Strategy May 2026 · 6 min read

Share-of-voice for AI answers, explained

Being mentioned in an AI answer matters less than how you compare to everyone else mentioned alongside you. Share-of-voice turns visibility from an absolute fact into a relative one — it tells you not just whether you appear, but how much of the conversation you actually own.

Key takeaways
  • Share-of-voice is your mentions divided by the mentions of you plus your tracked competitors, across a prompt set and engines.
  • A high visibility rate means little on its own — what matters is your position relative to rivals on the same questions.
  • Measure it per-engine and in aggregate, on a fixed prompt set, and watch it over time rather than as a one-off reading.
  • A single number hides the story; the value is in the trend line and the per-prompt breakdown that show where to act.

What share-of-voice means here

Share-of-voice is a simple ratio with a sharp implication. It is the number of times your brand appears in AI answers divided by the total appearances of you and the competitors you've chosen to track, measured across the same set of prompts and the same engines. If you and three rivals are the named players in your category, and across a probe run your brand surfaces in 20 of every 100 mentions, your share-of-voice is 20% — regardless of how often the engines mention anyone at all.

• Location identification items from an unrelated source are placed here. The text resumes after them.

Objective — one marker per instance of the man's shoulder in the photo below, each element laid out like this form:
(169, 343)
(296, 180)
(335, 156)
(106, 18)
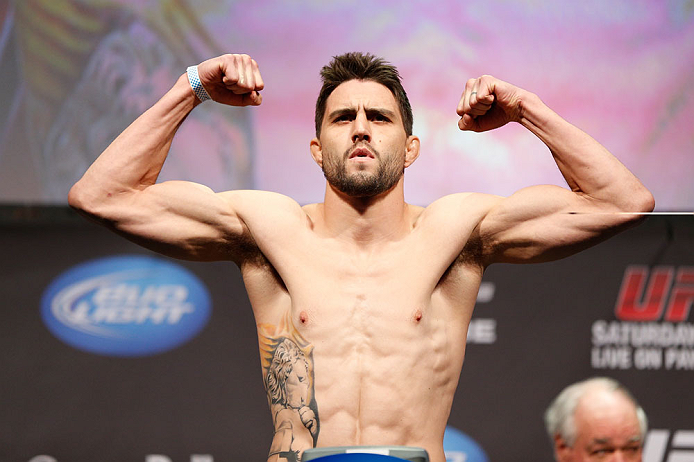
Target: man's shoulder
(466, 206)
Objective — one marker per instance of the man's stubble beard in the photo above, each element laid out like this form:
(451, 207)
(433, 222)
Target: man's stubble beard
(362, 184)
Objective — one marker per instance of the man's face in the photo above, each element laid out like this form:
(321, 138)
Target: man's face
(363, 140)
(607, 430)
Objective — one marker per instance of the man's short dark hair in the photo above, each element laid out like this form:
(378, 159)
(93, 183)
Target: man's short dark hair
(362, 66)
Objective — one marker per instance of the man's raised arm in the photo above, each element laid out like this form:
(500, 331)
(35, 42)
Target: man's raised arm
(178, 218)
(541, 223)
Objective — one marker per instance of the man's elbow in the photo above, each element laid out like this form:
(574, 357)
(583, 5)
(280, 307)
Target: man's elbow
(643, 201)
(81, 199)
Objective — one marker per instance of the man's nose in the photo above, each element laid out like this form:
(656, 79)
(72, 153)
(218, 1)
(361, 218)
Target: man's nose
(361, 130)
(620, 456)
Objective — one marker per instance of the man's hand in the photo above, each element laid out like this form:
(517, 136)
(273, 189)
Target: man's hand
(232, 79)
(488, 103)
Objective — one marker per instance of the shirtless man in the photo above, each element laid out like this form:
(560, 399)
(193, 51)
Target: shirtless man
(376, 294)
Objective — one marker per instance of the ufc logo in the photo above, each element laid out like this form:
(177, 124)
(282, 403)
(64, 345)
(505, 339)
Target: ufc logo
(647, 294)
(681, 448)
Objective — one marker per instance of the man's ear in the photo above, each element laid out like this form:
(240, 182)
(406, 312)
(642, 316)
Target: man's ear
(411, 150)
(317, 151)
(562, 451)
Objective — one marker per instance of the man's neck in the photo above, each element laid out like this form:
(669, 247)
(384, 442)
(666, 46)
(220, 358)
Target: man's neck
(367, 220)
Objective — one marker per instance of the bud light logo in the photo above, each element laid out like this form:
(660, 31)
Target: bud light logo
(461, 448)
(126, 306)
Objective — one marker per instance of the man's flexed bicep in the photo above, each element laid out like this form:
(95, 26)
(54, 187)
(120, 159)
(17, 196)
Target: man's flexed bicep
(545, 223)
(189, 221)
(181, 219)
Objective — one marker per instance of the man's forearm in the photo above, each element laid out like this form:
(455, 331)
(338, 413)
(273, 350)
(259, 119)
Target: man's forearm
(588, 167)
(135, 158)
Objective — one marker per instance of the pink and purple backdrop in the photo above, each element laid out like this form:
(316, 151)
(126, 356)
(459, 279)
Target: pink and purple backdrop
(621, 70)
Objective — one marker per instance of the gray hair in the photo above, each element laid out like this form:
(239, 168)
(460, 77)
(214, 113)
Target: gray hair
(559, 416)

That framing is deliberate. A raw visibility rate answers "how often am I mentioned?" Share-of-voice answers "how much of the mentioned conversation is mine?" The first is about you in isolation; the second is about you against the field. Because AI answers tend to name a short list of options rather than a single winner, the more useful question is almost always the relative one: when an engine hands a buyer a shortlist, how often is your name on it compared to the alternatives?

One thing to keep honest from the start: share-of-voice is defined entirely by the competitor set you pick. It is not a universal score handed down by the engines — it is a measurement you scope. Change the rivals you track and the number moves, which is why the comparison set deserves as much care as the metric itself.

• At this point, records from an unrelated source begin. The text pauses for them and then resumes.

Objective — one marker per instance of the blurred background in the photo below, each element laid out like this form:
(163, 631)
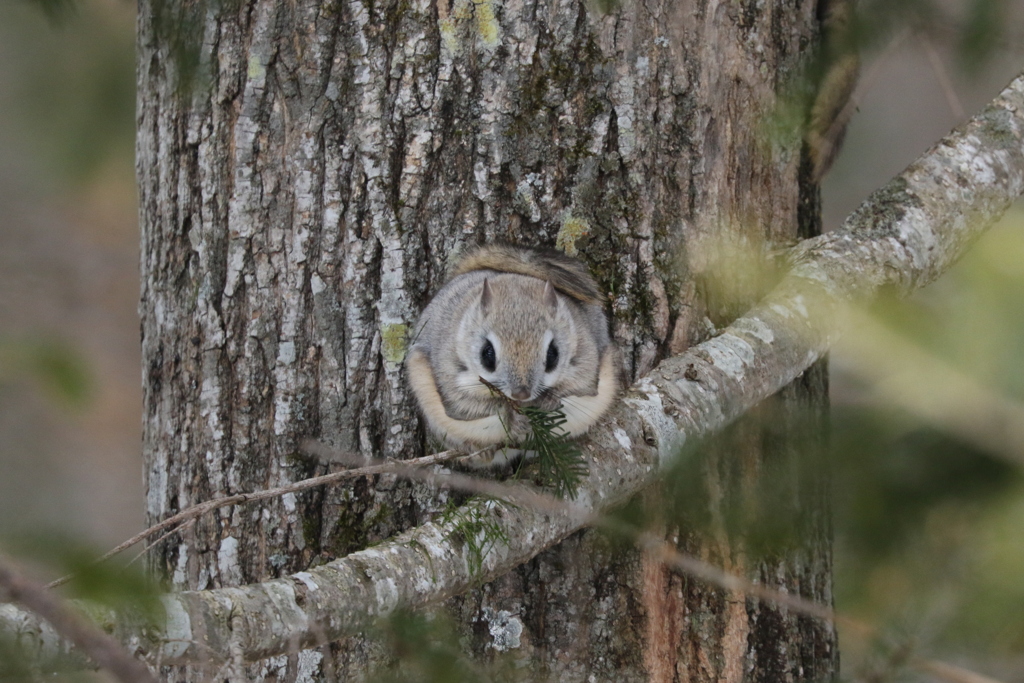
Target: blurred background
(929, 508)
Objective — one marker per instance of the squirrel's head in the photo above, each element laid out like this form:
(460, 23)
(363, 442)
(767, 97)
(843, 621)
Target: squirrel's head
(519, 336)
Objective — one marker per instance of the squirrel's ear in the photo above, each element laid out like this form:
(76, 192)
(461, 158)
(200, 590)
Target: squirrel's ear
(550, 299)
(485, 297)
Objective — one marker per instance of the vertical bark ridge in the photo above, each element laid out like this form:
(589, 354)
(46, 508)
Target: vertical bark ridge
(301, 203)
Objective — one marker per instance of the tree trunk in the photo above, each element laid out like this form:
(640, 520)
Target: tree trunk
(307, 172)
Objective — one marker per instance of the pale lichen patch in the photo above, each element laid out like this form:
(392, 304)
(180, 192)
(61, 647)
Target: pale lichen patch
(177, 634)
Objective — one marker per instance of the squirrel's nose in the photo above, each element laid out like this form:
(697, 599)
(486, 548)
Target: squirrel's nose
(520, 393)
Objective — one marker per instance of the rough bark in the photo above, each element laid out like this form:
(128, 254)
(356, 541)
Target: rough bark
(302, 203)
(903, 237)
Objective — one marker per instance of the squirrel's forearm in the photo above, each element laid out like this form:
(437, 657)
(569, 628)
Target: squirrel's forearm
(479, 432)
(583, 412)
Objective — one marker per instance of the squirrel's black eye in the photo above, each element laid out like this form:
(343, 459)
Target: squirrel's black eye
(487, 357)
(552, 360)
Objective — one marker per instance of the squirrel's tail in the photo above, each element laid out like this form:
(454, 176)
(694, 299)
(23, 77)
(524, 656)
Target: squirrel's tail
(567, 274)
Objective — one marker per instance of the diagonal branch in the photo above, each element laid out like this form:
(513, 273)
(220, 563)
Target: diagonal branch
(903, 237)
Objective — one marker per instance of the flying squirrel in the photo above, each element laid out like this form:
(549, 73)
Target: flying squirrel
(528, 322)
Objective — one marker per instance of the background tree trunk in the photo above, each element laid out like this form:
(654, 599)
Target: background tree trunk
(303, 189)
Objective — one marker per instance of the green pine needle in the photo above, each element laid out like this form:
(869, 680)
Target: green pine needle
(560, 462)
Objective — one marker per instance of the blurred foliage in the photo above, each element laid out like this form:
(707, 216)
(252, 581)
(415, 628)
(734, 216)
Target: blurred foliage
(928, 525)
(113, 584)
(51, 365)
(978, 29)
(69, 85)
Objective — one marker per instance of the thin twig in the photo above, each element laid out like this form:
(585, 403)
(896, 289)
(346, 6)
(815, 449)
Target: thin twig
(844, 116)
(664, 552)
(942, 76)
(98, 646)
(196, 511)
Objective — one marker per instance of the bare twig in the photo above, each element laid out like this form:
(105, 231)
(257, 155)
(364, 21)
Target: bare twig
(196, 511)
(101, 648)
(660, 550)
(942, 76)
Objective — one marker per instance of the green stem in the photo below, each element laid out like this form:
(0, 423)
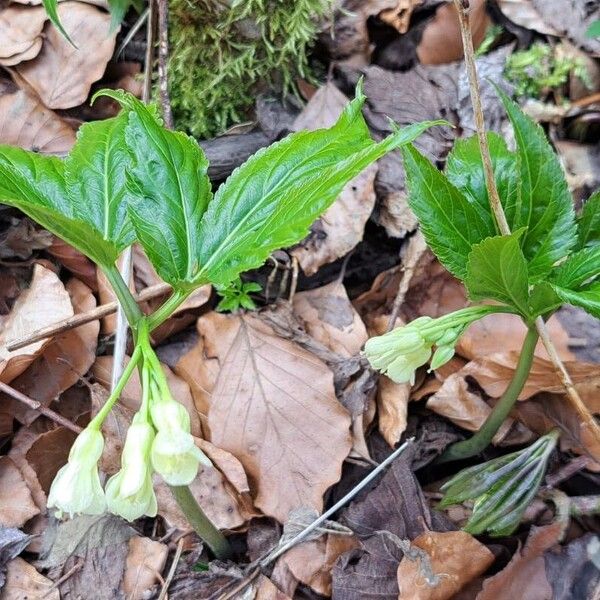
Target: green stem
(482, 438)
(130, 307)
(97, 421)
(216, 541)
(165, 310)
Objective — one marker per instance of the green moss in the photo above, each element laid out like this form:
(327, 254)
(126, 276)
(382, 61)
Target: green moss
(221, 50)
(540, 69)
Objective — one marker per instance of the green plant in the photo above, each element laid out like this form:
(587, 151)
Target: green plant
(236, 46)
(541, 68)
(128, 178)
(550, 258)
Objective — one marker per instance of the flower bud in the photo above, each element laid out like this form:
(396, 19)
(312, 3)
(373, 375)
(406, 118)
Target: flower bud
(76, 488)
(130, 493)
(174, 454)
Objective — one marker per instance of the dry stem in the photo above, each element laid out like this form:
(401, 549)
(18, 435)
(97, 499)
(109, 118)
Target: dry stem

Why absolute visibility isn't enough

Suppose you appear in 60% of the answers for your core prompts. On paper that sounds strong. But if a single rival appears in 85% of those same answers — usually named first, usually described more fully — your 60% is a second-place finish, not a win. Buyers reading those answers are forming a ranked impression, and you're losing it. Absolute visibility can't see that; it only counts your own appearances and stays silent about everyone else's.

The reverse is just as true. A 30% visibility rate looks weak in isolation, but if every competitor sits below 15%, you're the dominant voice in your space. The absolute number understated your position; the relative one corrects it. This is the core reason share-of-voice exists: visibility is only meaningful in context, and the context is who else got mentioned alongside you.

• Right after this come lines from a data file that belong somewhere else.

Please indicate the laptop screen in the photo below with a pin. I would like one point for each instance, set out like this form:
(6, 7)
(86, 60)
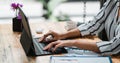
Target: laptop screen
(26, 37)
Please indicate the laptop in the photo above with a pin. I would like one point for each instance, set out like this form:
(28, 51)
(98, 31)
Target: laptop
(30, 44)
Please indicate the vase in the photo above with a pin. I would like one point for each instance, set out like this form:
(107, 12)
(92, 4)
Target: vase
(17, 25)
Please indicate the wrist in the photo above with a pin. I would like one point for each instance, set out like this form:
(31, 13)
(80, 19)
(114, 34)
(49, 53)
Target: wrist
(63, 36)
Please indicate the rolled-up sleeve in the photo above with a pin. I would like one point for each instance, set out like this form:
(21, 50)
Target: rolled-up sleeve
(110, 47)
(98, 23)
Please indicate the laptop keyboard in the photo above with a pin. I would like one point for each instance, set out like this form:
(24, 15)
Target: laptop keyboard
(43, 44)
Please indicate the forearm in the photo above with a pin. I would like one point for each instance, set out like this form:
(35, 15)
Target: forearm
(87, 44)
(71, 34)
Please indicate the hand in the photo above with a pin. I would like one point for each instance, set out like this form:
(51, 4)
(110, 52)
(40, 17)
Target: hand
(59, 43)
(50, 36)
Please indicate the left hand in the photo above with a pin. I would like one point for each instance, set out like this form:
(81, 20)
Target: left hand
(59, 43)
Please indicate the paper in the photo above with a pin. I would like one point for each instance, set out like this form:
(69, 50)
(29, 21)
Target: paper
(80, 59)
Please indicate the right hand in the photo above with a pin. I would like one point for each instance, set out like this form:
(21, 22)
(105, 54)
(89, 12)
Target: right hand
(50, 36)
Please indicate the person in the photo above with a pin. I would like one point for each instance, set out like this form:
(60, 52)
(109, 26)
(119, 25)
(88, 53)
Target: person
(107, 18)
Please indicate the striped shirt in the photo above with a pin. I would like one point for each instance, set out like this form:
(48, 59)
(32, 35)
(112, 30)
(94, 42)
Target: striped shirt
(107, 18)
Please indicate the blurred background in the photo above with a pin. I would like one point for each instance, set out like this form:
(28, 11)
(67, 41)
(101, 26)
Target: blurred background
(52, 10)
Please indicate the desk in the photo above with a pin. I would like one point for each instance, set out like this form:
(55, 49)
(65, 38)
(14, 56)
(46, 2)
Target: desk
(11, 50)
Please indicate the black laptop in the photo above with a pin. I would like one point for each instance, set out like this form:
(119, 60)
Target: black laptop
(31, 45)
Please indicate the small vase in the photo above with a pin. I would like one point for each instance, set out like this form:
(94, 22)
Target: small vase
(17, 25)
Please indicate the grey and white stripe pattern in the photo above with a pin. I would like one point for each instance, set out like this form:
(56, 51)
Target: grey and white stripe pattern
(107, 18)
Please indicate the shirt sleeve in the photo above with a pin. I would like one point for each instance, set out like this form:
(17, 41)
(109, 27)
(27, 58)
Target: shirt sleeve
(110, 47)
(97, 24)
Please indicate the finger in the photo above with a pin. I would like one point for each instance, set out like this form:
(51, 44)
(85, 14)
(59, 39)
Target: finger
(49, 46)
(57, 46)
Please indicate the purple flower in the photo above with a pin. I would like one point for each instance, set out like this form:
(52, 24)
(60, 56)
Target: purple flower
(15, 7)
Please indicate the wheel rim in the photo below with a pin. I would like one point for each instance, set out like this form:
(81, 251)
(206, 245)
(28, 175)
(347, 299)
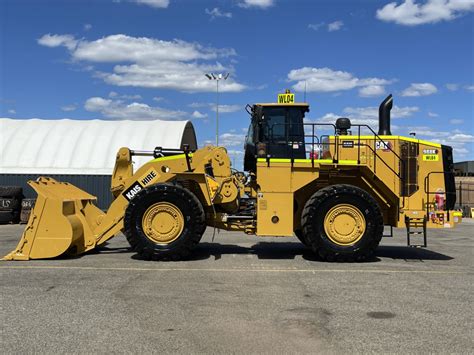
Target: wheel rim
(344, 224)
(163, 222)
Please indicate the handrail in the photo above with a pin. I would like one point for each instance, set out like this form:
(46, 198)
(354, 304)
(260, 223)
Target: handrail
(427, 191)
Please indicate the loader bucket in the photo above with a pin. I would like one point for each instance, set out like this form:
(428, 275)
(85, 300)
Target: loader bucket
(62, 222)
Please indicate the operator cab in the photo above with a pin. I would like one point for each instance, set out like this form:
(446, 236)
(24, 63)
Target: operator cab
(276, 131)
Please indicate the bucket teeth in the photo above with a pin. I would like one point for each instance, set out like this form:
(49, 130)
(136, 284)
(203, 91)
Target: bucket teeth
(61, 222)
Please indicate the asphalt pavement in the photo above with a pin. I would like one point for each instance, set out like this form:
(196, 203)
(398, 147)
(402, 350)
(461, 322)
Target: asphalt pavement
(242, 294)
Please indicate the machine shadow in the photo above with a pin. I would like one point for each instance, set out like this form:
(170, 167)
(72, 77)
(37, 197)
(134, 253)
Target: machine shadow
(285, 251)
(409, 253)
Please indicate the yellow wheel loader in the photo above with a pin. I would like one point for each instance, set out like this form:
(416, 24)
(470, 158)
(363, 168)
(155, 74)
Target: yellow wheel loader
(334, 186)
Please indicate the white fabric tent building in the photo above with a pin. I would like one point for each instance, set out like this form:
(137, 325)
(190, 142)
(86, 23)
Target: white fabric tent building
(80, 151)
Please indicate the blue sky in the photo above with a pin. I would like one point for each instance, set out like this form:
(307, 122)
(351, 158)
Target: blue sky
(146, 59)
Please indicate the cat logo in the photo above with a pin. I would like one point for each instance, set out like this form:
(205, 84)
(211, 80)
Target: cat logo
(132, 191)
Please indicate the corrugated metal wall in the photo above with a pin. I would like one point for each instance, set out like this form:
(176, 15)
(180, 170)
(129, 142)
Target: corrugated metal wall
(97, 185)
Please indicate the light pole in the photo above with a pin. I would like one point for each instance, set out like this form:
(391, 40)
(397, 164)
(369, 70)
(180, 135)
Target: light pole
(217, 78)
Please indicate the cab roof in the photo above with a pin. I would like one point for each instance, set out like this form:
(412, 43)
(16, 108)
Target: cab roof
(275, 104)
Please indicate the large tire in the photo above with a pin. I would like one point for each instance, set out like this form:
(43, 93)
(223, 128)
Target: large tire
(11, 191)
(342, 223)
(164, 222)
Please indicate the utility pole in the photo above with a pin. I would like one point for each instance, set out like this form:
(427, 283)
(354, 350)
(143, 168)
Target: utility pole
(217, 78)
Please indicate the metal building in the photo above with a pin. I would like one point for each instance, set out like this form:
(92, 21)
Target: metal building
(80, 151)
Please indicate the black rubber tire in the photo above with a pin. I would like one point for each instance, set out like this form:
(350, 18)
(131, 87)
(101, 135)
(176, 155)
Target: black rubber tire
(316, 209)
(11, 191)
(194, 226)
(300, 236)
(10, 204)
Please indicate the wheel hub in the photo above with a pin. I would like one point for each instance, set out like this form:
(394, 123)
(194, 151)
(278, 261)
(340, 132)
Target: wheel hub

Relative position is also the signal that actually moves with the market. Your absolute visibility can hold steady while a rival quietly climbs past you — same number for you, worse standing in reality. Tracking share-of-voice means you notice that shift, because a competitor gaining ground shows up as your share eroding even when your own count never changed.

How to measure it

Measuring share-of-voice honestly takes a little discipline, because the number is only as trustworthy as the inputs behind it. The mechanics are the same probing approach you'd use for any AI-visibility metric — run a fixed set of prompts across engines on a schedule — with one addition: you also record every competitor mention, not just your own. The inputs that matter:

  • A defined competitor set. Decide which rivals count before you measure; the share-of-voice number is meaningless without a fixed, named field to divide against.
  • The same prompt set every run. Use one representative, unchanging set of prompts so the comparison stays apples-to-apples across time.
  • Per-engine and aggregate views. Compute the ratio separately for each engine and as a combined figure, since the same prompt can favour different brands on ChatGPT, Claude, and Perplexity.
  • A cadence over time. Re-run on a schedule and store the history, because a single reading is a snapshot and the value is in the movement.

This is the kind of measurement is built to run: it probes your prompt set across ChatGPT, Claude, and Perplexity on a schedule, records who gets mentioned in each answer, and computes share-of-voice per engine and in aggregate over time — using official engine APIs rather than scraping. However you assemble it, the goal is a stable, repeatable ratio you can trust to compare against itself week over week.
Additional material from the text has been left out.